U stelt het een beetje voor alsof daar wordt afgesproken hoe we het allemaal samen zullen aanpakken. Ook Wallonië en Brussel zitten mee aan tafel. Het is geen gezellige boel waarbij wordt gezegd: ‘Doen jullie dat en dan doen wij dat’. Zo werkt het niet. Het is een federale rondetafel en ze gaan over de federale bevoegdheden. Wij kijken dan hoe Vlaanderen al dan niet kan inpikken op de ideeën die daar worden geformuleerd. Of nog erger, stel dat er voorstellen worden geformuleerd die in tegenstrijd zijn met wat wij in Vlaanderen willen doen, dan zullen we dat daar aan bod brengen. Zo werkt het. Ik wil u hiermee een juister beeld geven. Nadat het federale niveau heeft gezegd wat zij doen en als dat niet in tegenstrijd is met wat wij doen, dan zullen wij ons beleid voeren en dat kan anders zijn dan in Brussel of Wallonië.
De tien geformuleerde denksporen waarover u het had in de schriftelijke voorbereiding van deze vraag, zijn effectief federale bevoegdheden en verstoren niet rechtstreeks het Vlaamse beleid. De rondetafels waren een startpunt voor de verdere discussie tussen sociale partners en de Federale Regering.
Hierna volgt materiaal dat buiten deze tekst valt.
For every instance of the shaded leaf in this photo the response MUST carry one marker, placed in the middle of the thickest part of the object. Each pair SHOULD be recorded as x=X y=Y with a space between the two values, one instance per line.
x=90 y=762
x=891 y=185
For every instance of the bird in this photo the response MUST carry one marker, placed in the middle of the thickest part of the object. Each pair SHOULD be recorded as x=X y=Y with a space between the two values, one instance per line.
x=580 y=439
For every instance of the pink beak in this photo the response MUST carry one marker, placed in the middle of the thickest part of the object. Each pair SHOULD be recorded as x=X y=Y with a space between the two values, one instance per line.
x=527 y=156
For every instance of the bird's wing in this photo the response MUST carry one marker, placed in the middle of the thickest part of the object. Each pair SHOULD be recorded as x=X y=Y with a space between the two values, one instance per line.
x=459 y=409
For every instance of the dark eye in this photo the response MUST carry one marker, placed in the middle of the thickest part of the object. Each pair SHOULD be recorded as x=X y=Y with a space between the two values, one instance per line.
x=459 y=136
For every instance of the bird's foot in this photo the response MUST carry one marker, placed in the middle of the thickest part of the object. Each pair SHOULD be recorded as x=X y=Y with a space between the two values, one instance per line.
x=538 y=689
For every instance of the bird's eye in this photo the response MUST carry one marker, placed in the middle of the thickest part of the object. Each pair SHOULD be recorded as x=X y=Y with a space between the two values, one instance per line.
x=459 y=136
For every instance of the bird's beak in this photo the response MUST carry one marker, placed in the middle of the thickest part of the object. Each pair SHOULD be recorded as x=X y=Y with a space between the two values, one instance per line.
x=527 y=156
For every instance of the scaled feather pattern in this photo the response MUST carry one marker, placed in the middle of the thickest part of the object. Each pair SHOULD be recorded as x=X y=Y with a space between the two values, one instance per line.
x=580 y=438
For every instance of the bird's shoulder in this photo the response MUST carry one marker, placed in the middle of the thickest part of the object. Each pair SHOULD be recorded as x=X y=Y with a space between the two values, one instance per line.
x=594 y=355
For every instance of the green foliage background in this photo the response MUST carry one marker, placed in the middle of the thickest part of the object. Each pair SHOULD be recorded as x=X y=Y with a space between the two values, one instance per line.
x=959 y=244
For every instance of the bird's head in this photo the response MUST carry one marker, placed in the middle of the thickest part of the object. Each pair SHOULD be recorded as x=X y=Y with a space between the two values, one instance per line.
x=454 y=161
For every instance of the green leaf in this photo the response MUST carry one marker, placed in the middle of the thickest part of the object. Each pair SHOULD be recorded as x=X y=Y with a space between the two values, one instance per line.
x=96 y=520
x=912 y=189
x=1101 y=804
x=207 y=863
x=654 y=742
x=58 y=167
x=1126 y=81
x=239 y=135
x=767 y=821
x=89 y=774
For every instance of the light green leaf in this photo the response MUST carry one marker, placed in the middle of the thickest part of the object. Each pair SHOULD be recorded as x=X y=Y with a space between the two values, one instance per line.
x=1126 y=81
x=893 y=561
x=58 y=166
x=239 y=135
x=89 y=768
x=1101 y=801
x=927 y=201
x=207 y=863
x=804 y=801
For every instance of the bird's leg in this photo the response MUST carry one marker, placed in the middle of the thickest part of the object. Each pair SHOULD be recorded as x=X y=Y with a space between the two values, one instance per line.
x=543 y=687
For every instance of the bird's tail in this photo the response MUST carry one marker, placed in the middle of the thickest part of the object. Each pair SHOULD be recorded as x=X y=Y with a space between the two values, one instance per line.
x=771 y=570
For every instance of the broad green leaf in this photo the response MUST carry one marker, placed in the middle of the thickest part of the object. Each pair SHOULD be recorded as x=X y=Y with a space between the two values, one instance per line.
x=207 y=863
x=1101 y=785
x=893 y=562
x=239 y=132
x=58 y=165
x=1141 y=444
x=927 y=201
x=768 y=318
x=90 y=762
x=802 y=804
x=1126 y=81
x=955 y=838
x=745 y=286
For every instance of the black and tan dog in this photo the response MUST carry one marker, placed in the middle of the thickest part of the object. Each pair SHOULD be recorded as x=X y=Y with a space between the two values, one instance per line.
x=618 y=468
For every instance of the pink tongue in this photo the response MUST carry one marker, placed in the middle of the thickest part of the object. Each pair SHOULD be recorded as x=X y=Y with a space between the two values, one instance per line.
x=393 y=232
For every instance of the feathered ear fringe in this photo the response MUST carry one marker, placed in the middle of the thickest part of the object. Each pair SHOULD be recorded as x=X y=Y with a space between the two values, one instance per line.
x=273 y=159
De voorstellen die in het weekend zijn geformuleerd, wil ik in dezelfde filosofie naar voren brengen. We zullen verder afstemmen tussen het Vlaamse en federale beleid door overleg tussen de twee kabinetten. Over wat in het weekend is beslist hebben we nog geen overleg gehad.
In Vlaanderen lopen er reeds een aantal initiatieven inzake werkbaar werk. Ik geef u enkele voorbeelden. In juli 2015 – dus voor de rondetafels ‘werkbaar werk’ – heeft de Vlaamse Regering mijn conceptnota ‘Focus op talent en competentie’ goedgekeurd. Onderdeel van de conceptnota is een mobiliserende strategie ontwikkelen. Doelstelling is om zoveel mogelijk van onderuit te werken. Het is aan de sociale partners en stakeholders om werkbaar werk op de agenda te zetten en daar een mobiliserende strategie van acties op te ondernemen. De bevraging van de sociale partners en stakeholders is volop bezig.
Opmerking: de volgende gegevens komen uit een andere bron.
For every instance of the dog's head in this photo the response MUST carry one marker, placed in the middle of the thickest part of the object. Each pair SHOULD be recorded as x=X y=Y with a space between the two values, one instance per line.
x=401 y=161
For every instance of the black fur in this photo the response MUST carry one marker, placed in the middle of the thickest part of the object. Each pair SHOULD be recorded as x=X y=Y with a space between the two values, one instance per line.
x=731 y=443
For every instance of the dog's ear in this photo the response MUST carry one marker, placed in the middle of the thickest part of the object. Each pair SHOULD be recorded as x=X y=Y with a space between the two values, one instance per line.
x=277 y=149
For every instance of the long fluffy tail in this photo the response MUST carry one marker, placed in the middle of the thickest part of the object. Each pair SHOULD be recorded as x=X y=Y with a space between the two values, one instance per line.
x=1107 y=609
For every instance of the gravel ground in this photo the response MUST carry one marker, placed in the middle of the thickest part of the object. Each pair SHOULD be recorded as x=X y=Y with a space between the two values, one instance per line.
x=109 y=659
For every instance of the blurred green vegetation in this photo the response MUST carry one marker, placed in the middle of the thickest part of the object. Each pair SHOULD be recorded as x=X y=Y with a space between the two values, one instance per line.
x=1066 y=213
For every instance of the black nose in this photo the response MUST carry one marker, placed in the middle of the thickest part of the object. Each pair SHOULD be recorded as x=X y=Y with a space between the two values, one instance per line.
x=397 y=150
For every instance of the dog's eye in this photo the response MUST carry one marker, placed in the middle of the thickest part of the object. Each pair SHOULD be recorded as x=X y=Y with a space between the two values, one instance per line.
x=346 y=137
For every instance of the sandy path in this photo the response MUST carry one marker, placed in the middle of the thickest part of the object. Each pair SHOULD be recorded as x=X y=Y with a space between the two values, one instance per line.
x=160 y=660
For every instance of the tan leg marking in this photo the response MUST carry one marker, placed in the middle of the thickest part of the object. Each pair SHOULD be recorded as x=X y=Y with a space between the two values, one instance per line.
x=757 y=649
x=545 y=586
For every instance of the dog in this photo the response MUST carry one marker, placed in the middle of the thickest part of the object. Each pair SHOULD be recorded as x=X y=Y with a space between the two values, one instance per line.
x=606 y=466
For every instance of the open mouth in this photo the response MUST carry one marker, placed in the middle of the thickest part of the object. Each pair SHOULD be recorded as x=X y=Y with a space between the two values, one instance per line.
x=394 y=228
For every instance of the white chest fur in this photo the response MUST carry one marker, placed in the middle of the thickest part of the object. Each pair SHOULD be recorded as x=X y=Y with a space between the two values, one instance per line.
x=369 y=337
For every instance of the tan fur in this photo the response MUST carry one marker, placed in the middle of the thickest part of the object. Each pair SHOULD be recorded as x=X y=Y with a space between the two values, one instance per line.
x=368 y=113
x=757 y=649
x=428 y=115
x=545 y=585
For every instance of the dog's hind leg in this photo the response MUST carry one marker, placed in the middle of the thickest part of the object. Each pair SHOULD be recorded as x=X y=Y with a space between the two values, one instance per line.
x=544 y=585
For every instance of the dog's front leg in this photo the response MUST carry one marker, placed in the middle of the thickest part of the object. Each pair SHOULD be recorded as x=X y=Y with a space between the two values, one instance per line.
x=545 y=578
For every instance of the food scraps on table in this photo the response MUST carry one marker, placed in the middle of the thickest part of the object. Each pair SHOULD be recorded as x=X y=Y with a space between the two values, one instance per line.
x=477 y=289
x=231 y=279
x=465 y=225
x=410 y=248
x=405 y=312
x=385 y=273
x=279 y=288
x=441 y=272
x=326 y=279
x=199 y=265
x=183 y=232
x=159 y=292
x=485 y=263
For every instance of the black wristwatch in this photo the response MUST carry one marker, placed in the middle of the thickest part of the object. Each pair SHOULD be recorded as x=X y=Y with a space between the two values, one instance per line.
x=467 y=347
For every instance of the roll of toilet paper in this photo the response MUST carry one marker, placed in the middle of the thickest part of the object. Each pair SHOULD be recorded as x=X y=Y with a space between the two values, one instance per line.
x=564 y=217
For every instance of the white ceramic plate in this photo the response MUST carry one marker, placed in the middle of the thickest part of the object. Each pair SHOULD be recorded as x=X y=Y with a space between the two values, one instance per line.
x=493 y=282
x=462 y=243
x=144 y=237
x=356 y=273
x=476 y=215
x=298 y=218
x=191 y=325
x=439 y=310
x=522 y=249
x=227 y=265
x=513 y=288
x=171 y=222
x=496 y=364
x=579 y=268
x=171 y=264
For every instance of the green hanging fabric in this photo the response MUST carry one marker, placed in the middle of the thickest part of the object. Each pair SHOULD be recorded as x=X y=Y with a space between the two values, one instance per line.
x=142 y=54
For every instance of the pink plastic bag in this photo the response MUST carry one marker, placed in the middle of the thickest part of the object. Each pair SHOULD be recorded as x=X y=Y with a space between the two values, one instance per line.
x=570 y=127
Verder heeft werkbaar en wendbaar werk als thema ingang gevonden in de nieuwe sectorconvenanten. Ik ben daar heel blij mee. Werknemers kunnen nog altijd gebruikmaken van loopbaancheques, wat een heel belangrijk instrument is. Nadenken over waar je bent in je carrière en waar je naartoe wilt, is een van de meest fundamentele elementen. Dankzij de loopbaancheque ben ik er zeker van dat meer mensen elke dag fluitend naar hun werk gaan.
Zoals afgesproken in het regeerakkoord is het de doelstelling om de opleidingsincentives te hervormen naar één geïntegreerd systeem. De sociale partners hebben wat tijd gevraagd om dat verder te bespreken in het sociaal overleg van dit voorjaar. Dat zijn allemaal elementen in werk- en wendbaar werk die voor 100 procent aansluiten bij de Vlaamse bevoegdheden. Ik denk niet dat het nodig is om daar nieuwe initiatieven aan toe te voegen. Met de sectorconvenanten hebben we een grote stap vooruit gezet.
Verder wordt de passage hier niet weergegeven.